“I would have been better off with a good village witch doctor than any of the so-called professionals who ‘took care’ of me for the first 15 years of my disease, all of whom did great harm to my mind, body and spirit.”
Jamie Deckoff-Jones, MD
Odysseus took ten years to return home to Ithaca after the Trojan War, only after surviving encounters with various creeps, including the one-eyed man-eating Cyclops Polyphemus, Circe the witch who turned men into animals, Poseidon the angry and vengeful god, Scylla the grisly sea monster with twelve feet and six heads, the Lotus Eaters with their intoxicating fruit and the Sirens whose seductive songs lured sailors to their deaths. I don’t think my home exists any more, and my way-stations haven’t been quite as horrific as those of Odysseus, but I have, in my long wandering, encountered some strange and wondrous practitioners and their treatments.
And here are some of them.
Chapter One: The Early Years: 1999-2001
It started with my family doctor, Dr. Marcia Kallich, internist and infectious disease specialist, Highland Park, NJ, whose nurse had given me the flu shot that preceded my ME/CFS.
By January, 1999, I’d been seeing Dr. Kallich for over ten years. She was in her forties, friendly and funny and calm and competent. Her curly black hair was just starting to go gray. She practiced with a small group in a drab little office, old wooden chairs lining the waiting room walls. The windows needed washing and the light was dim.

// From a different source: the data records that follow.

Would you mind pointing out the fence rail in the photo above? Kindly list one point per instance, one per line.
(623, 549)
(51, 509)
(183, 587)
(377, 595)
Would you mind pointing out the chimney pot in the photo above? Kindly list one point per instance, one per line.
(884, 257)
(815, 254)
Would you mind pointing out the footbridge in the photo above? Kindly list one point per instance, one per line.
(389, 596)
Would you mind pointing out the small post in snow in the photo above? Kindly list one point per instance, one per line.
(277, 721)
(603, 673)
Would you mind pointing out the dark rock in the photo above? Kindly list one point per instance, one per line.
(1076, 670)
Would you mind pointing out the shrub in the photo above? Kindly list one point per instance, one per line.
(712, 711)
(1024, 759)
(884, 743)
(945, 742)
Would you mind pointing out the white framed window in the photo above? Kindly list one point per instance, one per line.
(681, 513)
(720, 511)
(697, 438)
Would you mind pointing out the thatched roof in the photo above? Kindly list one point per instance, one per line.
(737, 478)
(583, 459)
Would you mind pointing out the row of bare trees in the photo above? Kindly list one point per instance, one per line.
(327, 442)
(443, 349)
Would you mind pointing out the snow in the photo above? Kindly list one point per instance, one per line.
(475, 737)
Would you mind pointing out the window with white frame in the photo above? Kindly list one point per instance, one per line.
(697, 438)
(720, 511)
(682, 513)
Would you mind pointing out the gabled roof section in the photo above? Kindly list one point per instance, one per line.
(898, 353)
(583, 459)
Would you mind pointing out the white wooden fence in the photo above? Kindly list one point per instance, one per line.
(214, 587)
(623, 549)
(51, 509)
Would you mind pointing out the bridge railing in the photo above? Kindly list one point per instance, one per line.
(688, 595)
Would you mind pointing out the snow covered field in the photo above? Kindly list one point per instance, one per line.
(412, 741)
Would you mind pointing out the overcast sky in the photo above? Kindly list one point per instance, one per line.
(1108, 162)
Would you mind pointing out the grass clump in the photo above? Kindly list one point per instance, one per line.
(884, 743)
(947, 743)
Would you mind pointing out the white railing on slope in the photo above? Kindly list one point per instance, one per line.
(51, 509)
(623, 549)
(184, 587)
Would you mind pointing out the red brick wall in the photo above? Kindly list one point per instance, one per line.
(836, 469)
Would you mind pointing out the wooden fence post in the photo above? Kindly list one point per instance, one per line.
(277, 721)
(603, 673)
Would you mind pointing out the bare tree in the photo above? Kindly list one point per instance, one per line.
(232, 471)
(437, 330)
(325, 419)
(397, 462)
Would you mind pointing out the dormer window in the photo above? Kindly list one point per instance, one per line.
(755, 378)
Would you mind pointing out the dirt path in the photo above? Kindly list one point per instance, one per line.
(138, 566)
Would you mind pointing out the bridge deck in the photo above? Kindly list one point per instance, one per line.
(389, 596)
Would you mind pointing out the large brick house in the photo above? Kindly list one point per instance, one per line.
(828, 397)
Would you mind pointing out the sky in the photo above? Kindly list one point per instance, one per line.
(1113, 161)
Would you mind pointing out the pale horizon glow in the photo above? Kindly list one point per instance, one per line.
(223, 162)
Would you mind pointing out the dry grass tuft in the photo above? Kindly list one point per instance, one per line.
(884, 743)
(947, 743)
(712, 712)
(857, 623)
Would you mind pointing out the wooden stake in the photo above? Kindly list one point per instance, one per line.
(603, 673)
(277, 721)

I’d always liked her and felt comfortable bringing her my infrequent colds and stomach aches. We’d chat briefly about our kids and vacations and she never over-reacted to my symptoms, even when a radiologist diagnosed COPD from an x-ray. She administered some kind of breath test in her office, told me it was perfectly normal, and we both dismissed the diagnosis. When a bone density test indicated osteopenia, she started me on an early bisphosphonate, assuring me that if I continued exercising and taking calcium, I’d be fine. She started me on estrogen therapy as well. Though I saw a gynecologist once a year, I had no other specialists; Dr. Kallich was my doctor.
Then, in the weeks after my symptoms appeared and worsened, I felt her cool reassurance turn into dismissive indifference.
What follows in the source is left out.